Posted by Proud Parent at 12:29 PM
Join RTTT or stay where you are - without tenure. Tenure and the concomitant inability to get rid of bad teachers in an efficient manner are grave hindrances to quality education. We have enough worker protection laws already on the books. Get rid of tenure.
Posted by Watching Govt at 11:07 AM
Old teachers that get D's on continuing education classes should get something to show for it.
Posted by paco at 11:05 AM
There will be a group that will holler racism if they don't get promoted.

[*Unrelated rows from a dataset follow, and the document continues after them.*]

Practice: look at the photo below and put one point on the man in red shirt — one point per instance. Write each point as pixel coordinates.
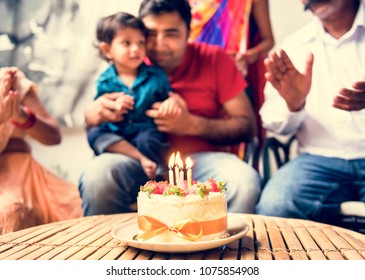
(216, 112)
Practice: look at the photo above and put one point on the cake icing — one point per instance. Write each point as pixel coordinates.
(169, 213)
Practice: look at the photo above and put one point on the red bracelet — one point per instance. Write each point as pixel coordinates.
(29, 123)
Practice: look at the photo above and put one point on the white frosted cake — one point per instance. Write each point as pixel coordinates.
(169, 213)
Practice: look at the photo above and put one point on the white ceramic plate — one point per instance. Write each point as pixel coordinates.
(127, 231)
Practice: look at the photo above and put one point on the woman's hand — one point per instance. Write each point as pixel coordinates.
(10, 107)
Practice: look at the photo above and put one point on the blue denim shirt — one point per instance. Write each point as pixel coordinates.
(150, 86)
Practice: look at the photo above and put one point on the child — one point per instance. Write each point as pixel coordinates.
(122, 39)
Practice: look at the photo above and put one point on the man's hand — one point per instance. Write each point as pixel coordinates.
(105, 109)
(351, 99)
(292, 85)
(178, 124)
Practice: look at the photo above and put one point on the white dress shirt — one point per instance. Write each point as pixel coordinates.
(322, 129)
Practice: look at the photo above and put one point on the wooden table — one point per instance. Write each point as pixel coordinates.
(269, 238)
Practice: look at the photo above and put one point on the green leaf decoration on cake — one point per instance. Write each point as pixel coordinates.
(174, 190)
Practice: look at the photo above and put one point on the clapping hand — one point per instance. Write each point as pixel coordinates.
(351, 99)
(292, 85)
(10, 107)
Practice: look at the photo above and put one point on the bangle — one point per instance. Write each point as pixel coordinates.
(29, 123)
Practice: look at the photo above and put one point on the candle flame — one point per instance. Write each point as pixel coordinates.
(179, 163)
(172, 161)
(189, 162)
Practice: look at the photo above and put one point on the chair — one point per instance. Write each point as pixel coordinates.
(276, 152)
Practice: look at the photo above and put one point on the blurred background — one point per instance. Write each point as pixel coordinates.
(52, 41)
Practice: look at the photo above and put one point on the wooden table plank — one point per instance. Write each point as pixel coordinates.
(346, 250)
(296, 250)
(277, 243)
(268, 238)
(309, 245)
(262, 239)
(247, 242)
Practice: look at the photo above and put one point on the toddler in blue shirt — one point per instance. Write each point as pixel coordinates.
(121, 41)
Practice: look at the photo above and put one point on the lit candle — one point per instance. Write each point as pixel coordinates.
(189, 175)
(181, 177)
(177, 158)
(171, 172)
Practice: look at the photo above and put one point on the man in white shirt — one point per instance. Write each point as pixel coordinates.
(316, 90)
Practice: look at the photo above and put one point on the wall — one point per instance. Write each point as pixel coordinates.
(71, 157)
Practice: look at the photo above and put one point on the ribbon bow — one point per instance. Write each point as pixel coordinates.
(187, 229)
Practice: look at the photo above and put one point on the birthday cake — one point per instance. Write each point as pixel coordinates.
(170, 213)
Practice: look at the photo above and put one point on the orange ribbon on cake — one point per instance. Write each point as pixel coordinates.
(187, 229)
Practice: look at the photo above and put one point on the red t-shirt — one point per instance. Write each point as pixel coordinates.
(206, 79)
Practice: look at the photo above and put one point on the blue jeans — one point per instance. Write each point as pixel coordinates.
(313, 187)
(112, 181)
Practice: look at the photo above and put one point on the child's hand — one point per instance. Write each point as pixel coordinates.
(149, 167)
(126, 102)
(170, 107)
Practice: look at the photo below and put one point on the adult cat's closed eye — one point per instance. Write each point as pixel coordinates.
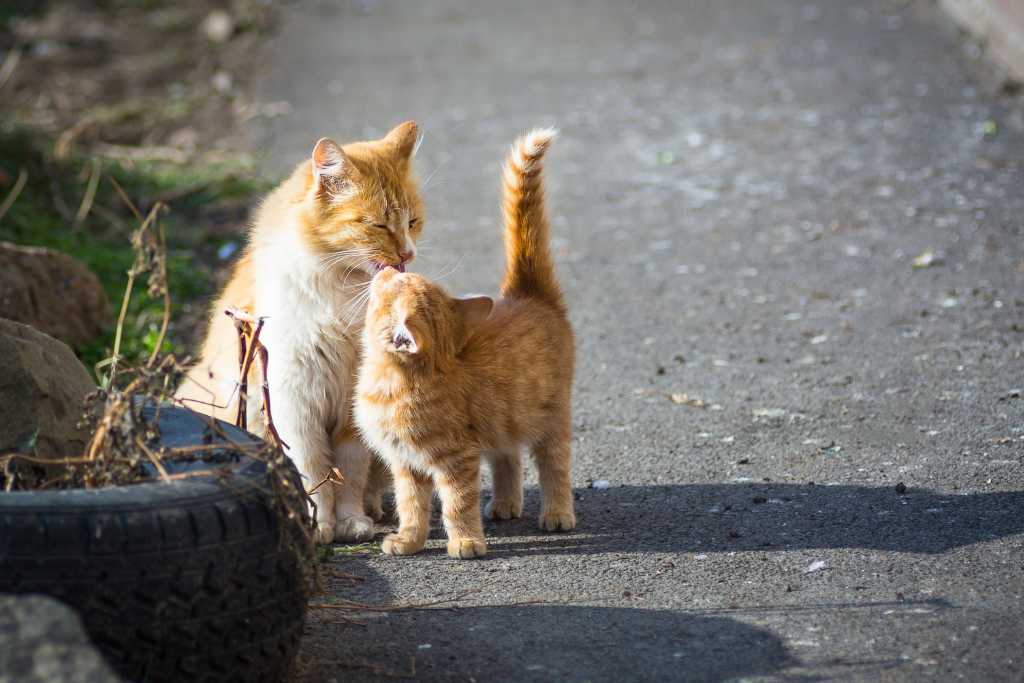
(314, 244)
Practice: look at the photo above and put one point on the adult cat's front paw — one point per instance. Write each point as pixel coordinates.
(395, 544)
(325, 534)
(504, 509)
(353, 529)
(557, 521)
(374, 504)
(465, 549)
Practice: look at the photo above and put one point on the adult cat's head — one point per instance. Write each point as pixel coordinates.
(363, 202)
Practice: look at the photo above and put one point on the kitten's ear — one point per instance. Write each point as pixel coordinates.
(403, 339)
(332, 170)
(402, 137)
(474, 309)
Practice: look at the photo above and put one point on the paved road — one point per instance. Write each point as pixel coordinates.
(738, 195)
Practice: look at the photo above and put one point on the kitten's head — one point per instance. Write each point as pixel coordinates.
(410, 317)
(365, 207)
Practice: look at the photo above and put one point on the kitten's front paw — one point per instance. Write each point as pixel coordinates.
(353, 529)
(395, 544)
(504, 509)
(325, 534)
(465, 549)
(557, 521)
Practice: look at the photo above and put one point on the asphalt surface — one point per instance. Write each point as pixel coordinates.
(738, 195)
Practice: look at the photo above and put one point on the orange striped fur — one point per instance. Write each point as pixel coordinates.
(313, 246)
(446, 383)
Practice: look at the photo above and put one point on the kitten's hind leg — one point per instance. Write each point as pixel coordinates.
(378, 484)
(553, 457)
(412, 498)
(459, 488)
(351, 523)
(506, 471)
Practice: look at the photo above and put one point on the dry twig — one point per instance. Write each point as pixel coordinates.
(23, 177)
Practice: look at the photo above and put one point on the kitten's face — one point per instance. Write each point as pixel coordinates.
(366, 207)
(409, 316)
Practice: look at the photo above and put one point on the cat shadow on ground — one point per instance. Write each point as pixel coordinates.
(766, 517)
(536, 642)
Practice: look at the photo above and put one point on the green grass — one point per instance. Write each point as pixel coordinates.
(101, 241)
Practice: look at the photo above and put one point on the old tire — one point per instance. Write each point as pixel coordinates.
(184, 581)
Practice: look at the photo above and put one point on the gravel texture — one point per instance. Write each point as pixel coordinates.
(804, 216)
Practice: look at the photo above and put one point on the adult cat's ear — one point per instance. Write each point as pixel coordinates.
(332, 170)
(402, 137)
(474, 309)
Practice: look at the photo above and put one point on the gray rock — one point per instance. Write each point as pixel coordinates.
(42, 385)
(42, 641)
(52, 292)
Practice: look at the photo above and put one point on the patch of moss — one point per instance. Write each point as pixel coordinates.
(44, 212)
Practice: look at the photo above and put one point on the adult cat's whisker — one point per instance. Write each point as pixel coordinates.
(426, 183)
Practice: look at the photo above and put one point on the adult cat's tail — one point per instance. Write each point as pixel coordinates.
(528, 269)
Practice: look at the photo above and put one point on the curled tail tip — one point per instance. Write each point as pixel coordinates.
(529, 148)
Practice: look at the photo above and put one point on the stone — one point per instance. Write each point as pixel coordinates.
(52, 292)
(218, 26)
(42, 386)
(42, 640)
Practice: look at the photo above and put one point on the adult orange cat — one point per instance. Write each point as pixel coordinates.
(313, 246)
(445, 383)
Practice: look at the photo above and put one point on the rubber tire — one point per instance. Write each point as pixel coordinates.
(185, 581)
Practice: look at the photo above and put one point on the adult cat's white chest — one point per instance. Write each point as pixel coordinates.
(311, 333)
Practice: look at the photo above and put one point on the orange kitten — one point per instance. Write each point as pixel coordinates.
(314, 245)
(446, 382)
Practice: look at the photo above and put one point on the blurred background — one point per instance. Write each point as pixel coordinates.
(791, 238)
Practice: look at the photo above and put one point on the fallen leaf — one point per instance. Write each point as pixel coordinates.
(686, 399)
(926, 260)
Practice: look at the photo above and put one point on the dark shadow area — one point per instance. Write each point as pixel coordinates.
(541, 643)
(767, 516)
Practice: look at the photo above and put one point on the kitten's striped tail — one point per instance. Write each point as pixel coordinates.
(528, 268)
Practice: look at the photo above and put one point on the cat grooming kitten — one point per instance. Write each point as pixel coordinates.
(445, 383)
(314, 245)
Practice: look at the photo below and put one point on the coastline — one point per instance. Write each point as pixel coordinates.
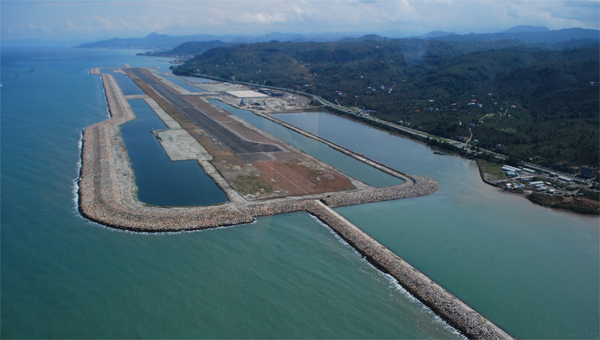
(107, 195)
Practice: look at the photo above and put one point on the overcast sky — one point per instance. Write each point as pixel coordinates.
(95, 20)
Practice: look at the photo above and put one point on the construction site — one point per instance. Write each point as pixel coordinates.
(260, 174)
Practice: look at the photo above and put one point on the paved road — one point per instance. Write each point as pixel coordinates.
(234, 142)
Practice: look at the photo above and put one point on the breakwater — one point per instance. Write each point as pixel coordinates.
(107, 194)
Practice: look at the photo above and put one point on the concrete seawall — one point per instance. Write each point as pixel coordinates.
(108, 195)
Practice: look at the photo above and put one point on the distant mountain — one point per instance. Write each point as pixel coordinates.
(190, 48)
(163, 42)
(541, 103)
(151, 41)
(530, 34)
(526, 29)
(438, 34)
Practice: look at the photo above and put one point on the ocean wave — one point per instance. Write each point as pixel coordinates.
(394, 285)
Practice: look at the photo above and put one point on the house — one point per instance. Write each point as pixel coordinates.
(587, 171)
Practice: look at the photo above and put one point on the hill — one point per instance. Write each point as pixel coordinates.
(539, 101)
(190, 49)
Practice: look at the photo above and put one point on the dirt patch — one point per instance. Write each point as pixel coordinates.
(581, 205)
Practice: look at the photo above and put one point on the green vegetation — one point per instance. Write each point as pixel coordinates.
(539, 101)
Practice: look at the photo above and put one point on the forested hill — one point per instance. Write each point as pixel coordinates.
(540, 101)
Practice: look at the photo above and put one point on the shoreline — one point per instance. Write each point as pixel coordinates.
(107, 196)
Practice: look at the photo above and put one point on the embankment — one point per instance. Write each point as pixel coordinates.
(107, 194)
(444, 304)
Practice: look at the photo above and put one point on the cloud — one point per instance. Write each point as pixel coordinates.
(108, 19)
(259, 18)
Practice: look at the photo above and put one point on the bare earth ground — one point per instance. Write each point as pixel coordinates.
(288, 172)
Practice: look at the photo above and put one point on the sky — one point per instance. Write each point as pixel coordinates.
(87, 21)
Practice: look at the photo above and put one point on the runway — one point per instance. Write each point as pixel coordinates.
(246, 149)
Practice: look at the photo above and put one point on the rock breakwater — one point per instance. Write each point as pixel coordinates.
(107, 195)
(455, 312)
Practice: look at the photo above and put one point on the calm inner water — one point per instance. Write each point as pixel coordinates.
(532, 270)
(347, 164)
(63, 277)
(159, 180)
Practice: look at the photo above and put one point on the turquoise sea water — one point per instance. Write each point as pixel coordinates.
(532, 270)
(64, 277)
(347, 164)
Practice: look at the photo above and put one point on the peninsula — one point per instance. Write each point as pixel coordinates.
(260, 174)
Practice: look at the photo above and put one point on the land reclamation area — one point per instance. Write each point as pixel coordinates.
(233, 152)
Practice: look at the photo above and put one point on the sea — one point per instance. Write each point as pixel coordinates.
(531, 270)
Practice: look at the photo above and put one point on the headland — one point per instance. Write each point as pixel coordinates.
(260, 174)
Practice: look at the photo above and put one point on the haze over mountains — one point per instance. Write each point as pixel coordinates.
(531, 34)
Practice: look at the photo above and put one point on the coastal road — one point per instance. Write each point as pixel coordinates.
(233, 141)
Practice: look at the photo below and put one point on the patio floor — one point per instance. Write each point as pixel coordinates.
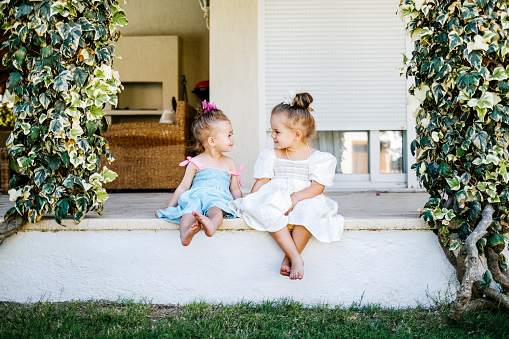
(352, 205)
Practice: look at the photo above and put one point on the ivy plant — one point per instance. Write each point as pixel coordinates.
(6, 117)
(460, 100)
(60, 63)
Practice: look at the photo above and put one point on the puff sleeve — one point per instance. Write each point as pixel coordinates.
(264, 166)
(322, 168)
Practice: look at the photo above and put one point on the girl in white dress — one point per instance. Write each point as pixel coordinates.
(290, 179)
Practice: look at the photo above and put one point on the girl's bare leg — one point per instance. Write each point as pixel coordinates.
(189, 226)
(212, 221)
(286, 243)
(300, 236)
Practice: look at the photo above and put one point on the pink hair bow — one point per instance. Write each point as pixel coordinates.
(237, 173)
(207, 106)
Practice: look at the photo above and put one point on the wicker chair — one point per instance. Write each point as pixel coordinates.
(147, 155)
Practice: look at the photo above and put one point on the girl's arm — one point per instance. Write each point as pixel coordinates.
(309, 192)
(235, 187)
(185, 184)
(259, 183)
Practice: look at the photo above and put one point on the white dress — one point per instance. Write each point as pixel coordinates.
(265, 209)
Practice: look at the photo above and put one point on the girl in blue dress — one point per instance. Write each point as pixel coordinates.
(211, 179)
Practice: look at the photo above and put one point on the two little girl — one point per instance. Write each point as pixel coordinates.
(290, 179)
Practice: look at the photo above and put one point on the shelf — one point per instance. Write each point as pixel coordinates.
(133, 112)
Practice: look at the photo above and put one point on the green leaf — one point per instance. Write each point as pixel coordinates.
(40, 175)
(119, 19)
(56, 126)
(96, 112)
(499, 73)
(487, 278)
(80, 77)
(438, 92)
(14, 80)
(475, 59)
(108, 175)
(444, 169)
(23, 9)
(70, 34)
(454, 183)
(480, 140)
(495, 240)
(53, 162)
(474, 211)
(45, 100)
(454, 40)
(78, 217)
(61, 84)
(502, 262)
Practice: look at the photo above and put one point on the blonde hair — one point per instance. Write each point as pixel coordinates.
(204, 125)
(298, 115)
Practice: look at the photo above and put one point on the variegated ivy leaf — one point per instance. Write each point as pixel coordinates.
(76, 158)
(101, 194)
(108, 175)
(492, 159)
(499, 73)
(454, 183)
(505, 20)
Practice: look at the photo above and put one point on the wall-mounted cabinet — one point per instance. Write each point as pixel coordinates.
(150, 72)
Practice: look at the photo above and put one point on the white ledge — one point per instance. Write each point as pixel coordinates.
(104, 224)
(135, 211)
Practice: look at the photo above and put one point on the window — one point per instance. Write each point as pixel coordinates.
(365, 158)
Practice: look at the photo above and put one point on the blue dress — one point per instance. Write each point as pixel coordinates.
(210, 188)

Posted by Joe Cool at 10:00 AM
Merit Pay
7/25/2011
Link To This Comment
When the merit pay system is put into effect for teachers, it should also be put into effect for all other professional job holders within the educational, state and federal government systems. I think also that those professionals that create, buy into, and sign off on government policy for the general everyday public person should set the tone for merit pay. I know that there is controversy and support for merit pay. But, what I'd like to see is everyone connected to students in schools take some responsibility for what happens when students learn or don't learn. Is it not a society based issue rather than solely a teacher based issue? Why is a student's whole academic success in one year based upon scores on a written test? Why are the professionals that are titled with the expertise of knowing what students need academically to perform well on yearly tests always working outside the classrooms advising & coaching teachers?
If the teacher advisers and coaches were in the classrooms as everyday teachers, would there be a need for merit pay, wouldn't most of our students perform academically successfully on yearly tests? Why merit pay?